An electron with an initial speed of 4.56 x 10^5m/s enters the second section of a particle accelerator that is 3.50 cm long. In this section, the electron is accelerated to a speed of 3.25 x 10^6 m/s.
Determine the time required for the electron to reach the end of the second stage.
To determine the time required for the electron to reach the end of the second stage, we first need to calculate the acceleration of the electron in the second section using the following equation:
v^2 = u^2 + 2a * s
where:
v = final velocity = 3.25 x 10^6 m/s
u = initial velocity = 4.56 x 10^5 m/s
a = acceleration
s = distance = 3.50 cm = 0.035 m
Rearranging the equation to solve for acceleration, we have:
a = (v^2 - u^2) / (2 * s)
a = ((3.25 x 10^6)^2 - (4.56 x 10^5)^2) / (2 * 0.035)

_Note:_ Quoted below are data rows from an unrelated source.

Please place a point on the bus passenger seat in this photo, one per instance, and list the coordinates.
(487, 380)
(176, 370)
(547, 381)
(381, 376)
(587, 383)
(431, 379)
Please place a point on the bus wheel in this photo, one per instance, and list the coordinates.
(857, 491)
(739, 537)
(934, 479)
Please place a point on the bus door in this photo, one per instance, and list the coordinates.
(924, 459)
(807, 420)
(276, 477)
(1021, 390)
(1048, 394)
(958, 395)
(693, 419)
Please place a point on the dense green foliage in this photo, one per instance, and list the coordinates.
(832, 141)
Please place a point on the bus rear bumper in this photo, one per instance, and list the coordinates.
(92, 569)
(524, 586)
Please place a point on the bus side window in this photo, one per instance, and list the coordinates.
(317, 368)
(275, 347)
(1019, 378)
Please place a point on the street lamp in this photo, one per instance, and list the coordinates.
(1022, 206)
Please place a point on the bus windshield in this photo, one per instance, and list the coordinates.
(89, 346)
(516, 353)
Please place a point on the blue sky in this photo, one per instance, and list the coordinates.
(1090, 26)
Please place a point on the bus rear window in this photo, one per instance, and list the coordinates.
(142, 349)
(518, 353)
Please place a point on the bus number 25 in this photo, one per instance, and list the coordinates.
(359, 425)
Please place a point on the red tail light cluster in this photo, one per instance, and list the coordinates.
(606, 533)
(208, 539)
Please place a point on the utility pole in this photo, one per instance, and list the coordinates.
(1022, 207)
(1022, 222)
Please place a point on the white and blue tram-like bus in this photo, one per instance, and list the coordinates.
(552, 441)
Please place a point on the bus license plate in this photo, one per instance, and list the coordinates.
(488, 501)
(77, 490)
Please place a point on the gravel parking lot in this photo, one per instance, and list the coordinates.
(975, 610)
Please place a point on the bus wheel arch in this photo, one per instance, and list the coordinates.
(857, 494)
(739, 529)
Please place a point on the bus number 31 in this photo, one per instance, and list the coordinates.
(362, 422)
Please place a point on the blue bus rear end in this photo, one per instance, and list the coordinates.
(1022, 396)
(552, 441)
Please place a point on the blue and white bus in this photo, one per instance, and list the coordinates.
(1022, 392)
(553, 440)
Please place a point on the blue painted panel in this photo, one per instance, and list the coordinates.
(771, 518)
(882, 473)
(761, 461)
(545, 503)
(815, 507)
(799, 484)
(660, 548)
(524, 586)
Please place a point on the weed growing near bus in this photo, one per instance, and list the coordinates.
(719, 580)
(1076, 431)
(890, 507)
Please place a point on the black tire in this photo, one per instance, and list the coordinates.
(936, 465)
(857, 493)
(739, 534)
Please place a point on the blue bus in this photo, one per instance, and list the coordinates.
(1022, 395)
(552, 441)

a = (10.5625 x 10^12 - 2.08336 x 10^11) / 0.07
a = 10.3541 x 10^12 / 0.07
a = 147773 x 10^12 m/s^2
a = 1.47773 x 10^15 m/s^2
Next, we can calculate the time required for the electron to reach the end of the second stage using the following equation:
v = u + at
where:
t = time
v = final velocity = 3.25 x 10^6 m/s
u = initial velocity = 4.56 x 10^5 m/s
a = acceleration = 1.47773 x 10^15 m/s^2
Rearranging the equation to solve for time, we have:
t = (v - u) / a
t = (3.25 x 10^6 - 4.56 x 10^5) / 1.47773 x 10^15
t = 2.794 x 10^6 / 1.47773 x 10^15
t = 1.887 x 10^-9 seconds
Therefore, the time required for the electron to reach the end of the second stage is approximately 1.887 x 10^-9 seconds (or 1.887 nanoseconds).